João Cadete de Matos
É o único nome a ter luz verde na Comissão de Economia, Inovação e Obras Públicas. João Cadete de Matos foi nomeado para a presidência da Anacom, devendo substituir Fátima Barros. Para a comissão, o gestor “revela um conhecimento importante sobre o atual panorama do setor das comunicações”.
“Conclui-se das respostas dadas às perguntas formuladas bem como da análise e escrutínio do seu currículo que se está perante alguém com um significativo percurso e experiência profissional, parte dos quais obtidos no exercício de funções em entidade reguladora do setor financeiro onde ingressou em 1985″, lê-se num quarto documento obtido pelo ECO.
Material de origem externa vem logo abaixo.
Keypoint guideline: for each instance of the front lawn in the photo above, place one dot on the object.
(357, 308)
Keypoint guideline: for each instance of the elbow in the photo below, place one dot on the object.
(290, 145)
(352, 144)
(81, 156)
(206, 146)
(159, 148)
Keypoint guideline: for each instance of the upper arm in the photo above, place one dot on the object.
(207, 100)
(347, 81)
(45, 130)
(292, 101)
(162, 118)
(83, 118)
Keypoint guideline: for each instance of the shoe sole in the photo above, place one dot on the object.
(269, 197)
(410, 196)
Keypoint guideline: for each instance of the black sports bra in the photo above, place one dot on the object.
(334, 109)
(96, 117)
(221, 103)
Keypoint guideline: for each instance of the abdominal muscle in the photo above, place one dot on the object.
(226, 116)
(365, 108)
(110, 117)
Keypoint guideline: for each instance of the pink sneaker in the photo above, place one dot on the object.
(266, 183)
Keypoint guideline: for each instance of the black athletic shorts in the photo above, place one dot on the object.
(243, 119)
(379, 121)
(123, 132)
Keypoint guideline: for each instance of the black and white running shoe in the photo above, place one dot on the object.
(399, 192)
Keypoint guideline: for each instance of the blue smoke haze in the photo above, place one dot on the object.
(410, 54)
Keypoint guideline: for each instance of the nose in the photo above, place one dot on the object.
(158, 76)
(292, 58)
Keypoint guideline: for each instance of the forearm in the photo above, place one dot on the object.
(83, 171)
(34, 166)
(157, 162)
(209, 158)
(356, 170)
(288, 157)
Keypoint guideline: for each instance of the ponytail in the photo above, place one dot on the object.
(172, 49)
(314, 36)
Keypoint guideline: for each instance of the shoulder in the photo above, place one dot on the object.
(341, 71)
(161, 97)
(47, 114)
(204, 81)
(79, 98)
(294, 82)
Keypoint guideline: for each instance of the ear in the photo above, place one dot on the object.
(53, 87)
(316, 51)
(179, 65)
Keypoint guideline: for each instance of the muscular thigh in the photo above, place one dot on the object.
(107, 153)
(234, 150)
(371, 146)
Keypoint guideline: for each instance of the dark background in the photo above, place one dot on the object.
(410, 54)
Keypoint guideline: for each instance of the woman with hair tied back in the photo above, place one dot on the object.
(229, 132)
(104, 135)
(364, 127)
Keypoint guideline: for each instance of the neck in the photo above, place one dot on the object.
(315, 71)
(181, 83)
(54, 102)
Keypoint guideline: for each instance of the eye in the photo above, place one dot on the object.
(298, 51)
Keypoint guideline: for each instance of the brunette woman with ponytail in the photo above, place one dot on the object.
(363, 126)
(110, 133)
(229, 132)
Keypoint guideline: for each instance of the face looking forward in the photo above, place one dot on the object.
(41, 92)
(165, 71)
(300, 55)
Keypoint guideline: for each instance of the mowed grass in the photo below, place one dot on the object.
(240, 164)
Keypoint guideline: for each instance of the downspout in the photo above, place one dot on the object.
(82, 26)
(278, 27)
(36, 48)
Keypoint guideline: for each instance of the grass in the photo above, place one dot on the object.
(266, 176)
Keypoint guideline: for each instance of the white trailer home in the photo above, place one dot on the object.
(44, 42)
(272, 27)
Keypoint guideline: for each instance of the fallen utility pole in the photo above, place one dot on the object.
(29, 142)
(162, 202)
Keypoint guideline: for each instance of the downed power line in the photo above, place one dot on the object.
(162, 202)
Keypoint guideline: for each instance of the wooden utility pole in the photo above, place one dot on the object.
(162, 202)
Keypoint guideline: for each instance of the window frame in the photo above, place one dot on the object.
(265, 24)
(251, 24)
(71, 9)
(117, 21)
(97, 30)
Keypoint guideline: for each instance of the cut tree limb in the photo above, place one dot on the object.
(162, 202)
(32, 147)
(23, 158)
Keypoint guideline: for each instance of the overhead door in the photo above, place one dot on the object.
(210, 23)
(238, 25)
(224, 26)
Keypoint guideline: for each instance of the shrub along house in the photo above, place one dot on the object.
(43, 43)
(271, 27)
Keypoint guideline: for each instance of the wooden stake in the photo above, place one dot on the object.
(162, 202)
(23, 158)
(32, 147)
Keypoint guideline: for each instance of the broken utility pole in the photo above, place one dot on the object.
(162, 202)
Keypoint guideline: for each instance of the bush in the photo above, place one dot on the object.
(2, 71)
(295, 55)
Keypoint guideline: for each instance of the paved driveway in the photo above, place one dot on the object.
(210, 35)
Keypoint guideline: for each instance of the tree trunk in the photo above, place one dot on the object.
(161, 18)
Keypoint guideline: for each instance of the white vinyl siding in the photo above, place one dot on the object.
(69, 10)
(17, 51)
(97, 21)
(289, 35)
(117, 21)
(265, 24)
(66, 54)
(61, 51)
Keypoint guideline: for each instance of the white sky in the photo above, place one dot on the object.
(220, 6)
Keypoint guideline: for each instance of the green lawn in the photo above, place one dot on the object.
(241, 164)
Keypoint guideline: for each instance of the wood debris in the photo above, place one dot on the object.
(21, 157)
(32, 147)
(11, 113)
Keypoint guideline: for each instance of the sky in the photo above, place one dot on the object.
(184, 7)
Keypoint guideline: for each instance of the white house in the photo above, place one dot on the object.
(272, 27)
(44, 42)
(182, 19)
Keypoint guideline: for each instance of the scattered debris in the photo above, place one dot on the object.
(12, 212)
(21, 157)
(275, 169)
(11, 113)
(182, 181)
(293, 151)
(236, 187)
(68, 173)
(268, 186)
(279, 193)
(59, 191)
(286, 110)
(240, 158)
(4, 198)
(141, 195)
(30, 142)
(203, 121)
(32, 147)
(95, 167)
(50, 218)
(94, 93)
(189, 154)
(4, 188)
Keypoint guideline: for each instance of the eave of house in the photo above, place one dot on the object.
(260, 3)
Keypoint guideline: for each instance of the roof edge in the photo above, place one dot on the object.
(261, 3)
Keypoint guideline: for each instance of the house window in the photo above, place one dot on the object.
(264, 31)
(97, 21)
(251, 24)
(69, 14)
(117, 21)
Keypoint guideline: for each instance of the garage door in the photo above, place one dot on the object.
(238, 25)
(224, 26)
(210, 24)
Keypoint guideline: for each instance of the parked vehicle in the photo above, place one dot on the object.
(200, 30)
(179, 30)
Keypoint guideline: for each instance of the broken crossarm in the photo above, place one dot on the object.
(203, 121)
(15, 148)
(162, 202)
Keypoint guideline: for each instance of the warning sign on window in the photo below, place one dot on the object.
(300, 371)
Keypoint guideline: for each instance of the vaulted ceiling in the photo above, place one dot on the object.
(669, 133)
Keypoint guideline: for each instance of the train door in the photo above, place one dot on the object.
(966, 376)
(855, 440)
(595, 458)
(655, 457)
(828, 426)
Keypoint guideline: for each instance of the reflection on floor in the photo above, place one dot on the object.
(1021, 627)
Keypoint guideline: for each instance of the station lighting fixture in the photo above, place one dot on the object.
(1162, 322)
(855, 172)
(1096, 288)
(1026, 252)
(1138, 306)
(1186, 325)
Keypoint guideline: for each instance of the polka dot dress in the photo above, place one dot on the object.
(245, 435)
“Em suma, e face ao exposto, o Dr. João Cadete de Matos foi merecedor de uma avaliação muito positiva em sede de audição na Comissão de Economia e Obras Públicas da Assembleia da República revelando uma experiência profissional consistente e adequada às funções a desempenhar”, conclui o documento.
"O Dr. João Cadete de Matos foi merecedor de uma avaliação muito positiva em sede de audição na Comissão de Economia e Obras Públicas da Assembleia da República.”
Uma reunião atribulada
Os quatro relatórios deveriam ter sido todos votados esta quarta-feira pelos deputados, mas a reunião arrancou logo sem consenso. Heitor de Sousa, do Bloco de Esquerda, foi o primeiro a solicitar o adiamento da votação para a parte da tarde, numa reunião extraordinária que se realizaria após a sessão plenária (que vai discutir precisamente a PT). No entanto, o PSD e o CDS descartaram logo essa hipótese e o que se seguiu foi uma acesa discussão que durou aproximadamente 20 minutos. No final, houve acordo para discutir e votar os três relatórios mais polémicos no próximo dia 27 de julho.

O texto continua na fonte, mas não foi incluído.